Key Experimental Results

Main Results

Model Benchmark Base Mean@16 w/ ME-ICPO Mean@16 Gain
Qwen2.5-Math-7B AIME 2024 11.04 30.42 +19.38
Qwen2.5-Math-7B AMC 41.42 47.06 +5.64
Qwen2.5-Math-7B MATH-L5 30.58 38.71 +8.13
Qwen2.5-Math-1.5B AIME 2024 6.46 9.79 +3.31
Qwen2.5-Math-1.5B MATH-L1 49.27 57.06 +12.38

The most significant improvement was observed on AIME 2024. The Mean@16 of ME-ICPO can exceed the Maj@k upper bound of the baseline model.

Ablation Study

Configuration AIME 2024 Accuracy (%)
w/o Reward 19.30
w/o Entropy 5.77
w/o Entropy & Reward 6.21
ME-ICPO (full) 30.05
ME-ICPO Oracle 38.19

Key Findings

  • Minimum-entropy selection is the most critical component: Removing it caused accuracy to plummet from 30.05% to 5.77%, which is worse than doing nothing (6.21%)—indicating that without a proper selection strategy, random context is harmful.
  • Reward signals are also important: Removing them dropped accuracy from 30.05% to 19.30%.
  • Theoretical Verification: Policy matching error for LSA converges quickly; the impact of single reward shocks indeed decays over time.
  • ME-ICPO's Mean@16 can surpass the baseline's Maj@k upper bound, suggesting that in-context policy optimization learns information beyond simple voting.

Highlights & Insights

  • Theory-Practice Loop: Starting from theoretical analysis of LSA, deriving practical design principles (reward guidance + min-entropy selection), and validating them on real LLMs—forming a complete research loop.
  • Insight on Min-Entropy Selection: Choosing the candidate that makes the model most confident, rather than the one with the highest reward.

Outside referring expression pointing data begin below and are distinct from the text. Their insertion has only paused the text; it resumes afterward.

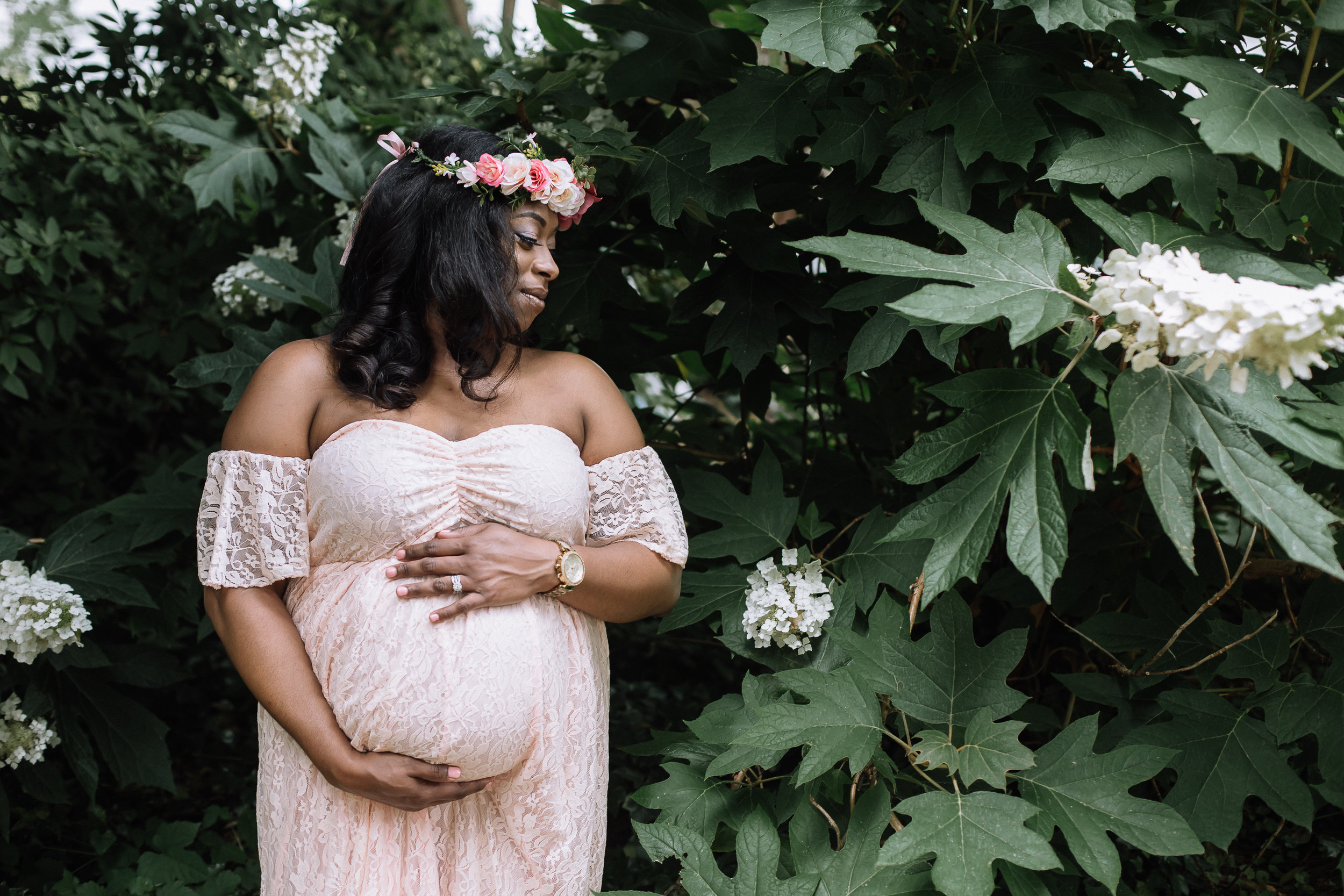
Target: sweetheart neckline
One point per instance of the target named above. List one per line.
(444, 439)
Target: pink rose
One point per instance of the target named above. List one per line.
(539, 179)
(468, 174)
(490, 170)
(517, 167)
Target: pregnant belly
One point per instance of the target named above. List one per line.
(460, 692)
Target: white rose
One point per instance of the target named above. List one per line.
(515, 170)
(568, 199)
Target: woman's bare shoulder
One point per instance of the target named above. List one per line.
(609, 426)
(277, 409)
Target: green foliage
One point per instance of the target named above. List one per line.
(1038, 675)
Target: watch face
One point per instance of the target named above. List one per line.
(573, 567)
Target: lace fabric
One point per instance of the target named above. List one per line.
(515, 692)
(631, 497)
(252, 528)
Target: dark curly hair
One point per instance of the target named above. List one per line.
(426, 245)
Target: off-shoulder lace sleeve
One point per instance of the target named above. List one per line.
(252, 528)
(631, 497)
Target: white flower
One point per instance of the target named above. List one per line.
(292, 76)
(232, 289)
(515, 170)
(37, 614)
(787, 605)
(22, 738)
(1167, 304)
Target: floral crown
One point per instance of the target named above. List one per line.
(522, 175)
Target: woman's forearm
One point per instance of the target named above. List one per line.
(269, 655)
(624, 582)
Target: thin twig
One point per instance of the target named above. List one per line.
(830, 821)
(1195, 615)
(837, 537)
(1081, 351)
(1217, 653)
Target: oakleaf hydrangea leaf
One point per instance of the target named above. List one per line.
(1014, 276)
(753, 526)
(968, 832)
(821, 33)
(1086, 794)
(1162, 417)
(854, 871)
(840, 720)
(1093, 15)
(942, 679)
(1225, 757)
(1015, 421)
(1139, 146)
(762, 116)
(1245, 114)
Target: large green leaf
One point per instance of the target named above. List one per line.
(678, 170)
(870, 562)
(968, 832)
(235, 366)
(854, 871)
(753, 526)
(855, 131)
(990, 105)
(1243, 113)
(1303, 707)
(1217, 253)
(1225, 757)
(840, 720)
(1163, 415)
(942, 679)
(821, 33)
(691, 801)
(987, 751)
(1015, 276)
(1093, 15)
(1140, 144)
(234, 156)
(762, 116)
(1086, 794)
(1017, 422)
(678, 34)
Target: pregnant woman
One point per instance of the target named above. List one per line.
(413, 537)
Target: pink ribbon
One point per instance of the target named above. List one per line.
(396, 146)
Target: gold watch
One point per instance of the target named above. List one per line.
(569, 570)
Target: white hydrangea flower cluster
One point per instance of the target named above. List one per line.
(292, 76)
(788, 604)
(1167, 304)
(22, 738)
(232, 291)
(37, 614)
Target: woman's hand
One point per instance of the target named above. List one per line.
(499, 566)
(402, 782)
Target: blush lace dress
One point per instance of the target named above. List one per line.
(517, 692)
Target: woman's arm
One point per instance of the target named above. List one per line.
(273, 418)
(623, 582)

This is vital when self-evaluated rewards are noisy; high rewards might be accidental, but low entropy signifies stable consensus.
  • Single-Layer Sufficiency: Unlike prior work requiring \(O(\sqrt{T})\) layers, ICPO requires only a single LSA layer and does not require more layers as context length increases—more suitable for the long-context scenarios of actual LLMs.

Limitations & Future Work

  • Theoretical analysis is based on linear self-attention and linear bandit assumptions, which differs significantly from actual LLMs and mathematical reasoning.
  • ME-ICPO requires sampling 16 candidates per round; the computational cost of multi-round iteration remains significant.
  • Self-evaluated rewards are based on Majority Vote; MV itself may give incorrect signals if the model is systematically wrong.
  • Validated only on mathematical tasks; other domains like code generation or logical reasoning are yet to be tested.
  • CoT summaries may lose critical reasoning information.
  • vs Self-Refine/Reflexion: These works perform self-reflection via natural language feedback but lack theoretical explanation; ICPO provides a foundation from the perspective of policy optimization.
  • vs Tree-of-Thoughts: ToT searches at each step, while ME-ICPO optimizes the entire CoT per round—coarser-grained but more computationally efficient.
  • vs TTRL: TTRL performs gradient updates at test-time; ME-ICPO is purely in-context with no parameter updates—making it more lightweight.
  • vs Best-of-N: BoN selects the single best output; ME-ICPO accumulates contextual information via multi-round iterations to improve progressively.

Rating

  • Novelty: ⭐⭐⭐⭐⭐ First to provide theoretical analysis of LLM self-reflection via policy optimization; min-entropy selection is a novel design.
  • Experimental Thoroughness: ⭐⭐⭐⭐ Strong theoretical validation, but LLM experiments are limited to math tasks and the Qwen series.
  • Writing Quality: ⭐⭐⭐⭐ Rigorous theoretical derivation, though the transition from theory to practice could be tighter.
  • Value: ⭐⭐⭐⭐ Provides a theoretical foundation for test-time scaling; the min-entropy selection strategy has practical utility.